Despite these significant reservations, Republican lawmakers appear reluctant to challenge President Trump on this issue, recognizing the deal’s importance to his broader China trade strategy. “I don’t think this is a hill anyone in the Republican Party is going to die on given how much the president wants this deal,” noted one person close to the GOP’s China hawk faction. This pragmatic approach reflects the political realities of intra-party dynamics, where challenging the president on what he considers a key foreign policy initiative carries significant political risk. It also highlights the complex balance between national security imperatives and maintaining party unity during the early days of Trump’s second administration, when establishing momentum for his agenda remains a priority.

The legal foundation for TikTok’s continued operation hinges on the interpretation of “control” as defined in the Congressional ban law—a determination that largely rests with the president. Trump and Vice President JD Vance, who played a significant role in structuring the new TikTok arrangement, believe the US security safeguards implemented in the deal sufficiently comply with legal requirements. This marks a remarkable evolution in Trump’s position on TikTok since his first term, when he attempted to ban the app entirely based on concerns that the Chinese Communist Party was using it for espionage. His changed perspective reportedly stems from attributing part of his 2024 election victory to his campaign’s effective use of TikTok to distribute pro-MAGA content to younger audiences—a demographic traditionally difficult for Republican candidates to reach.

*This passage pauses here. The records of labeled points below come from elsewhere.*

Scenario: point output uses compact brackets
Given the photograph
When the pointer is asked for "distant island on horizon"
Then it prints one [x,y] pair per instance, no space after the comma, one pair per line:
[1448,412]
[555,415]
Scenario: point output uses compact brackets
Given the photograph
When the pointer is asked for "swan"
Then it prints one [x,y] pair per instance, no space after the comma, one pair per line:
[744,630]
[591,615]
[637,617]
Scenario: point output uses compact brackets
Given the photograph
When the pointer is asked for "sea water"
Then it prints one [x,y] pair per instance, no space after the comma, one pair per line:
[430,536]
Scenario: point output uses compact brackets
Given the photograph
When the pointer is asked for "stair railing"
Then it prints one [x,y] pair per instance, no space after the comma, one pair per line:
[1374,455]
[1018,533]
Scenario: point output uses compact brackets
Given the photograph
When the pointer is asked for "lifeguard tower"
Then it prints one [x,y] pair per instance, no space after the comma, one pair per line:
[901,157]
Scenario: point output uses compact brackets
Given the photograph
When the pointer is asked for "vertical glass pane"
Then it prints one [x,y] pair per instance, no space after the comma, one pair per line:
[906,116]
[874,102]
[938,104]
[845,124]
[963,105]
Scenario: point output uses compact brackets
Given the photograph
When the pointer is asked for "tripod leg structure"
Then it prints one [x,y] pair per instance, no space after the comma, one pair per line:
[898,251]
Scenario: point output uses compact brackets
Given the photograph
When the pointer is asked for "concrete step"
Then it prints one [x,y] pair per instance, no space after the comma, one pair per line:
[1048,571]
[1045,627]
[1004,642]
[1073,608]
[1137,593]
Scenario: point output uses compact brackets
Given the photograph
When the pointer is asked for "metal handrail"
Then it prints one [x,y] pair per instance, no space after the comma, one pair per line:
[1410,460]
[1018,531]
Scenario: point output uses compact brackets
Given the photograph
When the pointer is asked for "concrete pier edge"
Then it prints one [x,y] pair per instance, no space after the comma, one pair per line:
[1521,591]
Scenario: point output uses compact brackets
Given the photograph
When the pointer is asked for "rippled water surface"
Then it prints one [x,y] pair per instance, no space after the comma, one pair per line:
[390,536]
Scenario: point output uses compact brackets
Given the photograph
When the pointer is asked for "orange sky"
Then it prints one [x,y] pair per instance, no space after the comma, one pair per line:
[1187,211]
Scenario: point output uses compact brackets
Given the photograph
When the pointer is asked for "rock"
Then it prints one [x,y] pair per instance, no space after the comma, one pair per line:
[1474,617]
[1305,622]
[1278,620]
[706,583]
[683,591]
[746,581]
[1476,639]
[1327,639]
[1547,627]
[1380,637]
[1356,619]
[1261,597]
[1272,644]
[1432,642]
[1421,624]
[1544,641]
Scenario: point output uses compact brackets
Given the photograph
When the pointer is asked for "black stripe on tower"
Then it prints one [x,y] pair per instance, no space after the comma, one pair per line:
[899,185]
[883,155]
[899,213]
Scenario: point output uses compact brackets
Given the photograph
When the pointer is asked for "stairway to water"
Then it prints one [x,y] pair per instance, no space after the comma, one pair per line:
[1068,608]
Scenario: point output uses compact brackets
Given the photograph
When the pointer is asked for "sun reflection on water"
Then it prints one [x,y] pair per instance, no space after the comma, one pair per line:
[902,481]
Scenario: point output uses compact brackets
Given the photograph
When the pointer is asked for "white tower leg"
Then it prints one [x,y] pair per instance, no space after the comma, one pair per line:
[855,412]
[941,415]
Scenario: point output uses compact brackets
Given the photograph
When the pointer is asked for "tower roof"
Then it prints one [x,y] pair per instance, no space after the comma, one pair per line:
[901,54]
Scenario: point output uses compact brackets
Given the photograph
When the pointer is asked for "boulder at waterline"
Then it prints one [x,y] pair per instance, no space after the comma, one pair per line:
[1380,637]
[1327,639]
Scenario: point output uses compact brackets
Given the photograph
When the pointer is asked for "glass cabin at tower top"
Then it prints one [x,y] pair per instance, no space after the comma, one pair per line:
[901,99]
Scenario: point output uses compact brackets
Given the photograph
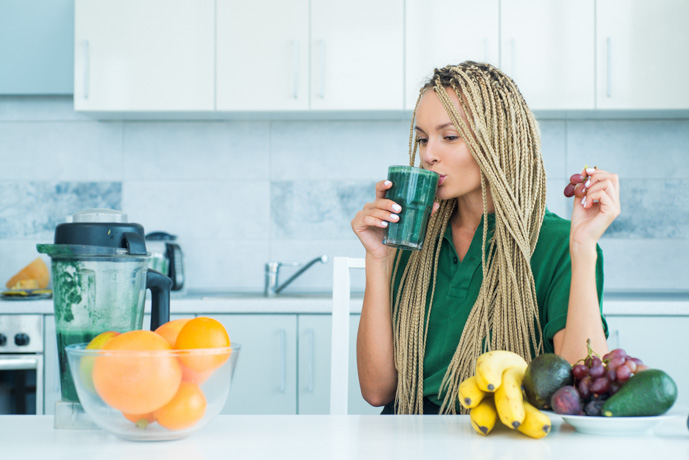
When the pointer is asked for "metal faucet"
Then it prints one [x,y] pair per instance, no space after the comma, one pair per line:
[272,269]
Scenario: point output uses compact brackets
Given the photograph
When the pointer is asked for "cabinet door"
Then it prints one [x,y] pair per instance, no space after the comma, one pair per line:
[314,367]
[443,32]
[262,59]
[641,50]
[36,46]
[356,55]
[659,341]
[51,366]
[548,49]
[264,380]
[133,55]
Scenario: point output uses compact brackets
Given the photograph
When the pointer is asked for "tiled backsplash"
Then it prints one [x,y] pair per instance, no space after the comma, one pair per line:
[241,193]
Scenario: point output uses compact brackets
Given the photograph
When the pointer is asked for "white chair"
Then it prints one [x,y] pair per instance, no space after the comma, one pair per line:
[339,357]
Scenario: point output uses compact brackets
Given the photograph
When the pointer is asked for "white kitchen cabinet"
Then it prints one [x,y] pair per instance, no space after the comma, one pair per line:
[659,341]
[262,57]
[265,380]
[357,55]
[51,367]
[314,367]
[443,32]
[641,49]
[547,47]
[144,55]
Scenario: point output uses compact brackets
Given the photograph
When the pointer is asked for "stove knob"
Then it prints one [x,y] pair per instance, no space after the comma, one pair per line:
[21,339]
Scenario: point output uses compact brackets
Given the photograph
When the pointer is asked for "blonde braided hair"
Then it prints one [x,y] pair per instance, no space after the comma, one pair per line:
[503,137]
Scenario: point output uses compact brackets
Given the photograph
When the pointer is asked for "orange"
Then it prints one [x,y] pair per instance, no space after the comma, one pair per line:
[86,362]
[141,420]
[184,410]
[136,383]
[170,330]
[202,333]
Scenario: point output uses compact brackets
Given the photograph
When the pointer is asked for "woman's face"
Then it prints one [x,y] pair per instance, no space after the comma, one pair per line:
[443,150]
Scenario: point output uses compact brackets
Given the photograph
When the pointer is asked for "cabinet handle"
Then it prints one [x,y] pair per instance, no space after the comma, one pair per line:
[321,91]
[311,352]
[283,360]
[512,51]
[607,66]
[87,65]
[296,69]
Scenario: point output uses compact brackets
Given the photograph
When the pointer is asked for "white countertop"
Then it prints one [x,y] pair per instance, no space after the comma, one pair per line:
[614,304]
[340,437]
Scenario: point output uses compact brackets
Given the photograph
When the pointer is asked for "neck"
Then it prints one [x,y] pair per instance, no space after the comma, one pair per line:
[469,211]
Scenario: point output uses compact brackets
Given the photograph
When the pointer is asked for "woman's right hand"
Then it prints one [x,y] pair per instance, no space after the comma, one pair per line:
[370,223]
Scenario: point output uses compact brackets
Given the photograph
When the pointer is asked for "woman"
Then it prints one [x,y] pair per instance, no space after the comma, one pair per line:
[528,281]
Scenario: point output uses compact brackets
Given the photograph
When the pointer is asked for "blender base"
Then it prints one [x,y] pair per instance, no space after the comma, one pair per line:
[71,416]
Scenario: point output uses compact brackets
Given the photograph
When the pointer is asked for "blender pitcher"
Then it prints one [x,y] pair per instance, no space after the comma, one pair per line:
[100,276]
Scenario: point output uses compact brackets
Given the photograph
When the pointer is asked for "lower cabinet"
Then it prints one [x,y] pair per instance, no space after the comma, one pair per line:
[265,379]
[658,342]
[313,378]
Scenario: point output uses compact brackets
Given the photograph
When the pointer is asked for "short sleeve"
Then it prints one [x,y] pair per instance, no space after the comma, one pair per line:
[554,312]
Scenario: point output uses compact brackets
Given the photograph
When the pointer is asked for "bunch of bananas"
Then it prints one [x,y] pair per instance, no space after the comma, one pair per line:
[496,391]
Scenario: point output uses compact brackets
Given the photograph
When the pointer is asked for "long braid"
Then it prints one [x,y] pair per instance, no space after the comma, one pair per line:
[502,136]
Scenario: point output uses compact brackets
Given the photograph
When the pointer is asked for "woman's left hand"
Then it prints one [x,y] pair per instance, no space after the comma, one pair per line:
[594,212]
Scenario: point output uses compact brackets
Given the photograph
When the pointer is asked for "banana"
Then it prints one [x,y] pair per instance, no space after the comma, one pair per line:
[470,395]
[536,424]
[483,416]
[509,399]
[491,365]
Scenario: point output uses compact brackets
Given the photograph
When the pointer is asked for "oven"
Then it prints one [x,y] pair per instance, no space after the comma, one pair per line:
[21,364]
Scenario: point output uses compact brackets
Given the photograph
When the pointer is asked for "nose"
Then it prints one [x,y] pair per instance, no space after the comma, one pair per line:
[428,154]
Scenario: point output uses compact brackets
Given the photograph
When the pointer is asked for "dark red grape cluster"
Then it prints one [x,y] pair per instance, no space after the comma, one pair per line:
[597,379]
[577,185]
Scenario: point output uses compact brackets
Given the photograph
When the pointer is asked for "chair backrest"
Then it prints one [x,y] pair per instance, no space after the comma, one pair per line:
[339,352]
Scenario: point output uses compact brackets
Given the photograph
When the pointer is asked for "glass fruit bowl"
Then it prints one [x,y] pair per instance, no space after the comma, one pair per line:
[152,395]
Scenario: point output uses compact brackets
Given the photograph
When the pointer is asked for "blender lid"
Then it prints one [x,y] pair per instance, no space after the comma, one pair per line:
[106,229]
[99,215]
[160,236]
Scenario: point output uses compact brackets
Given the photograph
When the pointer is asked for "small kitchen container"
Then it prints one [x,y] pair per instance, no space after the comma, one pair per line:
[214,383]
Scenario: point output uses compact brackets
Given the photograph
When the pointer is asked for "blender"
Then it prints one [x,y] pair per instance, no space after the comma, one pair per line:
[100,276]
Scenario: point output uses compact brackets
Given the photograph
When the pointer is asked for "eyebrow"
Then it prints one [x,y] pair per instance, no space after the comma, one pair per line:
[438,128]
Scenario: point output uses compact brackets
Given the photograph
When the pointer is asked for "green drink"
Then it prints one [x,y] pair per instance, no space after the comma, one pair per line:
[413,189]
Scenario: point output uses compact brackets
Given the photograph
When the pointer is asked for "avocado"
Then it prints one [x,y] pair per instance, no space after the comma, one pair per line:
[650,392]
[546,374]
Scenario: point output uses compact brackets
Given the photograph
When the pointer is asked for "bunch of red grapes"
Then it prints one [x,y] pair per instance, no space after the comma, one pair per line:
[577,185]
[597,379]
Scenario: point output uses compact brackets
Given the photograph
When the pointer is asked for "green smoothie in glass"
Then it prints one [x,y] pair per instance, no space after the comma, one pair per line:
[413,189]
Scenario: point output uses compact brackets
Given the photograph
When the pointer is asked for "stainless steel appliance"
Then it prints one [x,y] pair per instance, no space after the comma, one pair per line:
[166,257]
[21,364]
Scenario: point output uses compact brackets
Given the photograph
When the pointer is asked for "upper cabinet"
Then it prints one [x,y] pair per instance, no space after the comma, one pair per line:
[144,55]
[641,49]
[444,32]
[36,40]
[262,58]
[357,54]
[548,50]
[212,56]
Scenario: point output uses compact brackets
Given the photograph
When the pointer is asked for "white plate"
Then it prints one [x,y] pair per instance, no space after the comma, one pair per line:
[616,426]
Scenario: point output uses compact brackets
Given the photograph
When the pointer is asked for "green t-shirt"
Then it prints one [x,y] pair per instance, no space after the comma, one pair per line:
[458,284]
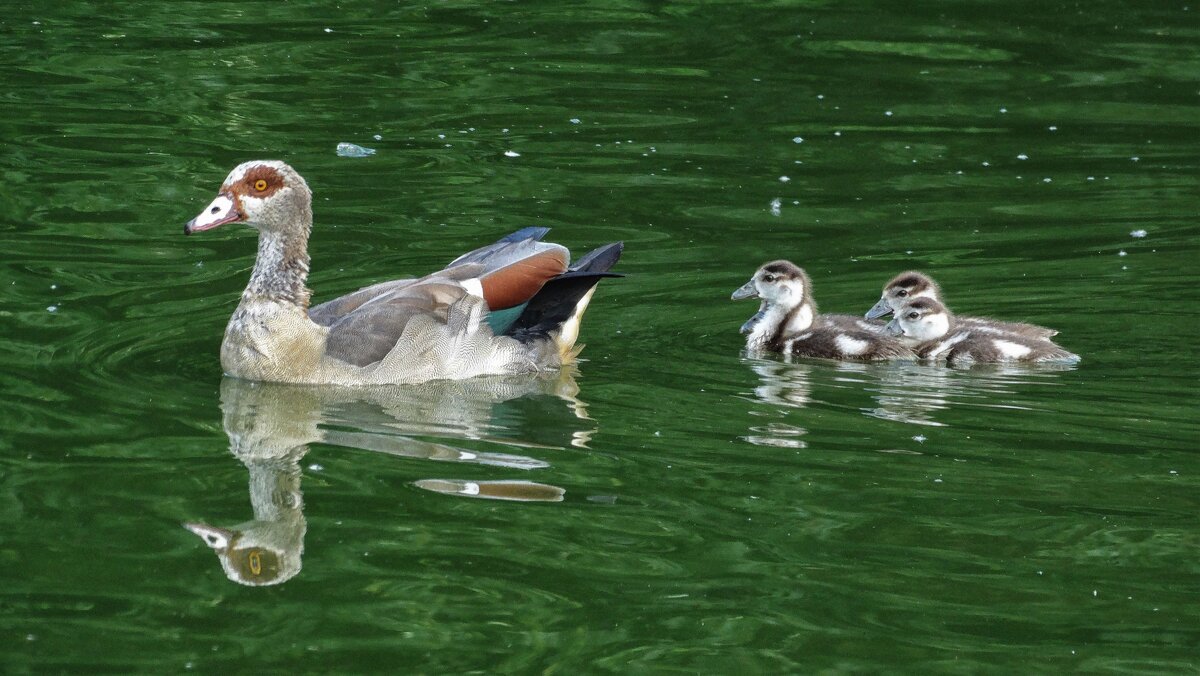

The current situation represents the latest chapter in TikTok’s tumultuous regulatory journey in the United States. In April 2024, then-President Biden signed bipartisan legislation that would have banned TikTok from US app stores if Chinese control wasn’t relinquished. Upon taking office, Trump issued executive orders preventing this ban from taking effect while a new ownership structure was developed—a process that culminated in Thursday’s finalized deal. This compromise solution attempts to thread the needle between national security considerations and preserving a platform that has become culturally significant to millions of Americans, particularly younger generations. While the deal may temporarily resolve TikTok’s status in the United States, the underlying tensions between American technological sovereignty and Chinese influence in digital spaces remain unresolved, suggesting this issue may resurface throughout Trump’s second term as technology and geopolitical circumstances evolve.